In the sermon this past week we looked at a list from Paul on what Christians should spend time thinking about. It is a familiar verse:
- Phil 4:8 Finally, brothers, whatever is true, whatever is honorable, whatever is just, whatever is pure, whatever is lovely, whatever is commendable, if there is any excellence, if there is anything worthy of praise, think about these things.
Often in my tradition list making is praised. Part of that is good. We can obviously see the benefit of lists from verses like Philippians 4:8 along with other passages like Galatians 5:19-21 (sort of the inverse of this list). The problem comes when we miss that Biblical lists are more a fruit of the Gospel rather than a bargaining chip to gain favor with God. Taking this verse away from its context leaves Paul’s reasons for writing it to be determined by the reader. Too often we fill in Paul’s reasoning for him with moral teaching that produces obedience to the list through the fear of God’s wrath. So what comes out is people who equate obedience to the list with salvation.

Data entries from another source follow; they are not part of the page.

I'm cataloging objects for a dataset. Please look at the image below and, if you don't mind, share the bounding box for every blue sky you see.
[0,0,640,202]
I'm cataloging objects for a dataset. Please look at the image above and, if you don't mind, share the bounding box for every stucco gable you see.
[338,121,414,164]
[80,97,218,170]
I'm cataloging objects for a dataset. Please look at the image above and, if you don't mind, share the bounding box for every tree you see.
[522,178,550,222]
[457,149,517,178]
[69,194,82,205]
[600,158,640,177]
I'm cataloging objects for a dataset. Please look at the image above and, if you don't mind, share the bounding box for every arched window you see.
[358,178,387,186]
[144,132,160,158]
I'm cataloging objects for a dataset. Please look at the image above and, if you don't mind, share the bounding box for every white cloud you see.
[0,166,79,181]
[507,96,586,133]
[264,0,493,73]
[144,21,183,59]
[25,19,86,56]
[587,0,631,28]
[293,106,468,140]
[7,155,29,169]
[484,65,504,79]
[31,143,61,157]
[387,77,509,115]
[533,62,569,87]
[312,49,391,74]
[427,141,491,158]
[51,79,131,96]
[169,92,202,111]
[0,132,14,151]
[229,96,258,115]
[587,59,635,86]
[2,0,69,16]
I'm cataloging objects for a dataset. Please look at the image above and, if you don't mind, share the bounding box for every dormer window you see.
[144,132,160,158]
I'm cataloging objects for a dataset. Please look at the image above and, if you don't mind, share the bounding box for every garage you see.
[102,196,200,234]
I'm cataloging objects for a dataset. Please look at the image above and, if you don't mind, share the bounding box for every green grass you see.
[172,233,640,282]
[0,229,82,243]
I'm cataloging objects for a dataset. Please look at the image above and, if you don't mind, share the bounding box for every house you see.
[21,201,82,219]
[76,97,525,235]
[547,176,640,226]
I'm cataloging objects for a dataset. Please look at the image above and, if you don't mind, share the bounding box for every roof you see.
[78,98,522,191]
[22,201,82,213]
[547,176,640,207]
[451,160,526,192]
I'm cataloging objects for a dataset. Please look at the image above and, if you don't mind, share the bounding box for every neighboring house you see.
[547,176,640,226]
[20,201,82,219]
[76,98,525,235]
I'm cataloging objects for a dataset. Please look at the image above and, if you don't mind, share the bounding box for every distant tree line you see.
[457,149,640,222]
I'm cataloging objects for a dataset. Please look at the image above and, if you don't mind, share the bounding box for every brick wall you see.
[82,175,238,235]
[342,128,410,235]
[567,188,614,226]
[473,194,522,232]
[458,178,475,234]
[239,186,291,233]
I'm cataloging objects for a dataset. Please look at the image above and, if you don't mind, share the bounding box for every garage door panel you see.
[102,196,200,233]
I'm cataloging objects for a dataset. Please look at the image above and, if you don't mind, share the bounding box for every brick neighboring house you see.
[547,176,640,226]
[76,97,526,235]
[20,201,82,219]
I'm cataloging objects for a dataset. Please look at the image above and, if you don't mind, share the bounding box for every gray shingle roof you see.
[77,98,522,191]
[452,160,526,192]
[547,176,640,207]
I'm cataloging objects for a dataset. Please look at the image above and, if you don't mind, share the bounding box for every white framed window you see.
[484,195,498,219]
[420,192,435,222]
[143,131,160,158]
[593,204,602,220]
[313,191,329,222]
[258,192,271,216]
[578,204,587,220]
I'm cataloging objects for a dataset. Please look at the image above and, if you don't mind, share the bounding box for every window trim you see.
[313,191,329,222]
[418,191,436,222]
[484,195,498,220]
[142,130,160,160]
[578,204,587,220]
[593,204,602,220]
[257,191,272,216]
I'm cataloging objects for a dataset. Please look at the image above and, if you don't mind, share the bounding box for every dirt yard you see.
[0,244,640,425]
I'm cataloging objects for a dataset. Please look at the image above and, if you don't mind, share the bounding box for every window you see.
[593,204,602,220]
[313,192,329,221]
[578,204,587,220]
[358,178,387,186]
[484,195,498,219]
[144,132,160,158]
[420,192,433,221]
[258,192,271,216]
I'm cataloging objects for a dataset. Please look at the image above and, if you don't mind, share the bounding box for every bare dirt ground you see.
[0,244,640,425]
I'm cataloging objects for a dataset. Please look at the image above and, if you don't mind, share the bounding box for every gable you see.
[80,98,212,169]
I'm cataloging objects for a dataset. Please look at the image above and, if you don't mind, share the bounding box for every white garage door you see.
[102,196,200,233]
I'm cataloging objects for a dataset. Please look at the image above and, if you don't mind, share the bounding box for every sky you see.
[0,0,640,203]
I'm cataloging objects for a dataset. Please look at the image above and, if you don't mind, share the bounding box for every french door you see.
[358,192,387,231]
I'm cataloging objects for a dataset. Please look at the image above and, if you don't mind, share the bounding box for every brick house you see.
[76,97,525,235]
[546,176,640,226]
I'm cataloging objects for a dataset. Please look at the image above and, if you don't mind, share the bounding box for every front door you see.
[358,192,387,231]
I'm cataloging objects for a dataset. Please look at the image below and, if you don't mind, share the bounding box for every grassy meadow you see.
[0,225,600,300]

When thinking in terms of logic and argumentation there is a simple fallacy (i.e. an error in argumentation) that many fall into. For the moralist I believe it can be the difference in life or death eternal. The fallacy is called “affirming the consequent”. The basic idea is this: saying if A therefore B is not the same thing as saying B therefore A. Confused yet? Here’s an example:
- If it rains (A), the roads will be wet (B) (correct)
- The roads are wet (B), therefore it MUST have rained (A) (incorrect)
Do you see what happened? If it rains, the road gets wet. That makes sense. But just because the roads are wet doesn’t necessarily mean that it rained. All sorts of things could have happened: a fire hydrant might have broken, or someone over-watered their lawn.
Here is my point: For Paul, given the totality of the book of Philippians and its immediate context being verses 4-9, doing the list is a discipline AND a fruit. Doing the right thing doesn’t earn salvation. Rather the desire and will to do the right thing comes from salvation. But for many, I believe, affirming the consequent sets them down a dangerous path when it comes to lists. Rather than seeing it correctly that salvation produces obedience, they invert the equation to mean if I am obedient then I have salvation. But in truth, the order matters. Christians need lists and they need rules to know how to live out the faith God has given. But let us not twist that reality into something it is not.